À Kinigi, un village dans le nord du Rwanda, le paysage est appelé à changer. L’extension du Parc national des Volcans doit permettre à la faune de disposer de davantage d’espace. Mais pour repousser les limites du parc, il faut aussi déplacer progressivement les populations qui vivent aujourd’hui sur les terres concernées.
C’est dans ce contexte que les travaux d’un Smart Green Village ont officiellement été lancés. La cérémonie intervient à quelques jours de Kwita Izina, le baptême annuel des bébés gorilles, le 4 septembre 2026 à Kinigi.
Pour Maurice Mugabowagahunde, gouverneur de la Province du Nord, la pose de la première pierre marque le début concret de cette opération de réinstallation.

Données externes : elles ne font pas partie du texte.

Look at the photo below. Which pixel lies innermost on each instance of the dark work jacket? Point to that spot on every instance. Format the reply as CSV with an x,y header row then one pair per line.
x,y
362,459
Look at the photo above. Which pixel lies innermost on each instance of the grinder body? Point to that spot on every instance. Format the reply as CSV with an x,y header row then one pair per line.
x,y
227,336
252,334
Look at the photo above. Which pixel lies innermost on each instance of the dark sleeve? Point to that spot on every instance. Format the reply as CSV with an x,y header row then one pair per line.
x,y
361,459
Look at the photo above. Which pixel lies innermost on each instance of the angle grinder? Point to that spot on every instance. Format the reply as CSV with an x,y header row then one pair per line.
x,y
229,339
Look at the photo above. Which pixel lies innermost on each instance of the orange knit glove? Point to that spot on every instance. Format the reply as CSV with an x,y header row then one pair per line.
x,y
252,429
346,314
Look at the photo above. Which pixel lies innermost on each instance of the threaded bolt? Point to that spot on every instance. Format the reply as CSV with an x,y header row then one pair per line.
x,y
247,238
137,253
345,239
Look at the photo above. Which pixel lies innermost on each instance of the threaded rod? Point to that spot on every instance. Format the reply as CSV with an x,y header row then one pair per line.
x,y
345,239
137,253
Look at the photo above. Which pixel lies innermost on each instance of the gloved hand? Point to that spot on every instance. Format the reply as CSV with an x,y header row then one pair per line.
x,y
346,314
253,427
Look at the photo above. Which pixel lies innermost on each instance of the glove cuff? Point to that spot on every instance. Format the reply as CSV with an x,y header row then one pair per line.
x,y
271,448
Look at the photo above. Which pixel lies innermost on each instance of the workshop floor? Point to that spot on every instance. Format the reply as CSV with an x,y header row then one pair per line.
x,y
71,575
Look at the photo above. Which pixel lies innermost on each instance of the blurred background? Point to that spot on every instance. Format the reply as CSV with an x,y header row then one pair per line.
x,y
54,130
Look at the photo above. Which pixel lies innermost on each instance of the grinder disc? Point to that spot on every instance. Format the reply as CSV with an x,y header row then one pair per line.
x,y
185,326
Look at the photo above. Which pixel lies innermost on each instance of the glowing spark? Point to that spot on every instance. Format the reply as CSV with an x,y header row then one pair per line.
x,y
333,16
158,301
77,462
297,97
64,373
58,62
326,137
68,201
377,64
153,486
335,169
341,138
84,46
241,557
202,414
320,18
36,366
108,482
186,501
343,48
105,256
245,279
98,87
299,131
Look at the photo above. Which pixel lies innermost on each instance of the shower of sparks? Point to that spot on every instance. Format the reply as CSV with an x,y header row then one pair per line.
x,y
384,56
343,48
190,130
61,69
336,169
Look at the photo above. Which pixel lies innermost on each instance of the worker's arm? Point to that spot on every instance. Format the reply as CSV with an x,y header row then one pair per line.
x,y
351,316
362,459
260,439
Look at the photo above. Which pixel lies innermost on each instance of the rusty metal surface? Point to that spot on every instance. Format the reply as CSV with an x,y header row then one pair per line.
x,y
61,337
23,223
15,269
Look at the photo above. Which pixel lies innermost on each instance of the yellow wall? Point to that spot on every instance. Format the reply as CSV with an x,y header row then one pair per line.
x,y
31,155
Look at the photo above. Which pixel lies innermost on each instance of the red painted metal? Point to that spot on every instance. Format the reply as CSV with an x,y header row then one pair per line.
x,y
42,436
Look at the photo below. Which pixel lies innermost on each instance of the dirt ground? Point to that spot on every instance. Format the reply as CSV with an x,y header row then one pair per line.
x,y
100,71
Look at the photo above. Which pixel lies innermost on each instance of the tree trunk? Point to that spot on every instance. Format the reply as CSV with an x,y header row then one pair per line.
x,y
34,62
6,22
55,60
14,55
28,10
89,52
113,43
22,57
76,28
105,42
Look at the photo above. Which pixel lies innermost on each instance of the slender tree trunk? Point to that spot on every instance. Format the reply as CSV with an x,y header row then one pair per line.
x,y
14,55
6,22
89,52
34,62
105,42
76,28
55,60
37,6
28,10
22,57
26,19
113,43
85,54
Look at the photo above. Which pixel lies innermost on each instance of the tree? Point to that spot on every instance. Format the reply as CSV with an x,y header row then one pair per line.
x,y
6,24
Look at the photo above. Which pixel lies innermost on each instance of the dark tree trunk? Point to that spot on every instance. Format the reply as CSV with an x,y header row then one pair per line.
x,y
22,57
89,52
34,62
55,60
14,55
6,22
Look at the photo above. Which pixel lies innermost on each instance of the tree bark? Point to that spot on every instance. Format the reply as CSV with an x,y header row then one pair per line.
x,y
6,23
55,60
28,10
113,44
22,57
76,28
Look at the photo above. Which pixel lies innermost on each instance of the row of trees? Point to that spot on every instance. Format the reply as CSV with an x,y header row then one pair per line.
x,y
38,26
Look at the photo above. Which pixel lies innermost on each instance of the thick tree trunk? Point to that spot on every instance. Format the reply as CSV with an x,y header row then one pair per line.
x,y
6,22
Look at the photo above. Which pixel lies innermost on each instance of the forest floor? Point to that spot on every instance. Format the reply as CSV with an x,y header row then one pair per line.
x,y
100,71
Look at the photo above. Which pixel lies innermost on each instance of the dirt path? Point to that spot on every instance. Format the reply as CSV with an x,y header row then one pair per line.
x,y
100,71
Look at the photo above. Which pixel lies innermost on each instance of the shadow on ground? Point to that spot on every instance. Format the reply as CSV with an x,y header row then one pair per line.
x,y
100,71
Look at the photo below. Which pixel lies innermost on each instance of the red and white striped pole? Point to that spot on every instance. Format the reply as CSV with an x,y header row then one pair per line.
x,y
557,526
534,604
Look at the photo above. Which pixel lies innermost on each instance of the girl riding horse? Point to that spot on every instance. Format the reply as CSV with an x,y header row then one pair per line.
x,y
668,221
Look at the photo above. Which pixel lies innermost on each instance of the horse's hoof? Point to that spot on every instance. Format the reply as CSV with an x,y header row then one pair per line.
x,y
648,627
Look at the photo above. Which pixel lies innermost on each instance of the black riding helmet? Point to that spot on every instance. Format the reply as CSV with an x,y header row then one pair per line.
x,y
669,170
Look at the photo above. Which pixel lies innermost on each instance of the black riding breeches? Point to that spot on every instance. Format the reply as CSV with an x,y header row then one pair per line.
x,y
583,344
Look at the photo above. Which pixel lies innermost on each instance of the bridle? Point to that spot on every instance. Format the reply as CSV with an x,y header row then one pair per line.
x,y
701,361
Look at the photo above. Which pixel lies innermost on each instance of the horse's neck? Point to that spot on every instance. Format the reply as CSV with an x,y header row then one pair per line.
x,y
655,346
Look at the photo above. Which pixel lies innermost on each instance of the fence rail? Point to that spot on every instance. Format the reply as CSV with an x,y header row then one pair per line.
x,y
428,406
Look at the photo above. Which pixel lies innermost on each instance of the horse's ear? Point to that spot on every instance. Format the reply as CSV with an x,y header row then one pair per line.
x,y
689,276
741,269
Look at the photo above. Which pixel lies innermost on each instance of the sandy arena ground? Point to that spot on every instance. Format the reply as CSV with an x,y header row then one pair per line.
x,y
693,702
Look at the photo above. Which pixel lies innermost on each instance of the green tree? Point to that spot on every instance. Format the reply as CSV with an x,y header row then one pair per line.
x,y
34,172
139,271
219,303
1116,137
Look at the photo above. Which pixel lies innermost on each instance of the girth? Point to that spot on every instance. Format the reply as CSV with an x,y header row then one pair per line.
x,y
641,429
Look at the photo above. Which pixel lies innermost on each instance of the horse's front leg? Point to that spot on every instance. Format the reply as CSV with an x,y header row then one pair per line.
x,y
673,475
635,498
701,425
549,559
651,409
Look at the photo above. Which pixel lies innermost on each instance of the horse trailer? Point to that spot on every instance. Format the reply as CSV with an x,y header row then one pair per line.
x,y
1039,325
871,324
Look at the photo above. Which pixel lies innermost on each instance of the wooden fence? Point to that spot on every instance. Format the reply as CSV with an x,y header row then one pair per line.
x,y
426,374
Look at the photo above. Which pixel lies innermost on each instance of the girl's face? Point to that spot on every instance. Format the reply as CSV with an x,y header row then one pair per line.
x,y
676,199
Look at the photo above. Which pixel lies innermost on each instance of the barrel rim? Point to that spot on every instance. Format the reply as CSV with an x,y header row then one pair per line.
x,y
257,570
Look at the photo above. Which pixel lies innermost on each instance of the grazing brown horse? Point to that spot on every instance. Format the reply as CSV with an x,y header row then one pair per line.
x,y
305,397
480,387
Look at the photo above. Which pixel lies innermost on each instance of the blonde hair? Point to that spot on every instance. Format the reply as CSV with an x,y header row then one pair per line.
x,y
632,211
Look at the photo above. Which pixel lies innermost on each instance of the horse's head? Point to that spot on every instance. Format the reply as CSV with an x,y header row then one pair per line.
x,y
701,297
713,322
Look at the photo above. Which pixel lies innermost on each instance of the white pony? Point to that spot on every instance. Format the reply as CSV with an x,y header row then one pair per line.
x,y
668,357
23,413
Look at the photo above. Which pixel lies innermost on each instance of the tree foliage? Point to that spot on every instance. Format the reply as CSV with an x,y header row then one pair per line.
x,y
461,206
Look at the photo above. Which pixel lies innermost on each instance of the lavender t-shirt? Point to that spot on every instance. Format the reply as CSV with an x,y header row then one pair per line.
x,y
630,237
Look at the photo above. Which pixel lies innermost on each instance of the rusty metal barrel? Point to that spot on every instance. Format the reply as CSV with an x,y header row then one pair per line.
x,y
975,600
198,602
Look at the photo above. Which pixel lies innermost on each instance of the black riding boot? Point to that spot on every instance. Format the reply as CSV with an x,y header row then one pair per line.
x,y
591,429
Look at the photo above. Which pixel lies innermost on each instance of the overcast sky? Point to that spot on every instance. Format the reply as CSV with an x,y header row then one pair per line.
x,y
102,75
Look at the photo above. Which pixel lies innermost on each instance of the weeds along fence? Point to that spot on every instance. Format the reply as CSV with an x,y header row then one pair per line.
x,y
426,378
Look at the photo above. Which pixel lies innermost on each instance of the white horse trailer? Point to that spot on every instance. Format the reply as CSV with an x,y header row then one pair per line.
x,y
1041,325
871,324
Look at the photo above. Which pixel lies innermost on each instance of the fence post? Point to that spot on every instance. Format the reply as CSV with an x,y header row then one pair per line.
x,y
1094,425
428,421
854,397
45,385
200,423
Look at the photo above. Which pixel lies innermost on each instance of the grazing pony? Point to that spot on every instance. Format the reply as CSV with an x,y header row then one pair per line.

«La pose de la première pierre sur ce site marque le lancement officiel des travaux de construction d’un village modèle. Cette infrastructure est destinée à reloger les habitants déplacés dans le cadre de l’extension du parc national des Volcans.»
La première phase doit accueillir 541 familles. Au total, plus de 3.400 familles seront progressivement réinstallées en trois étapes.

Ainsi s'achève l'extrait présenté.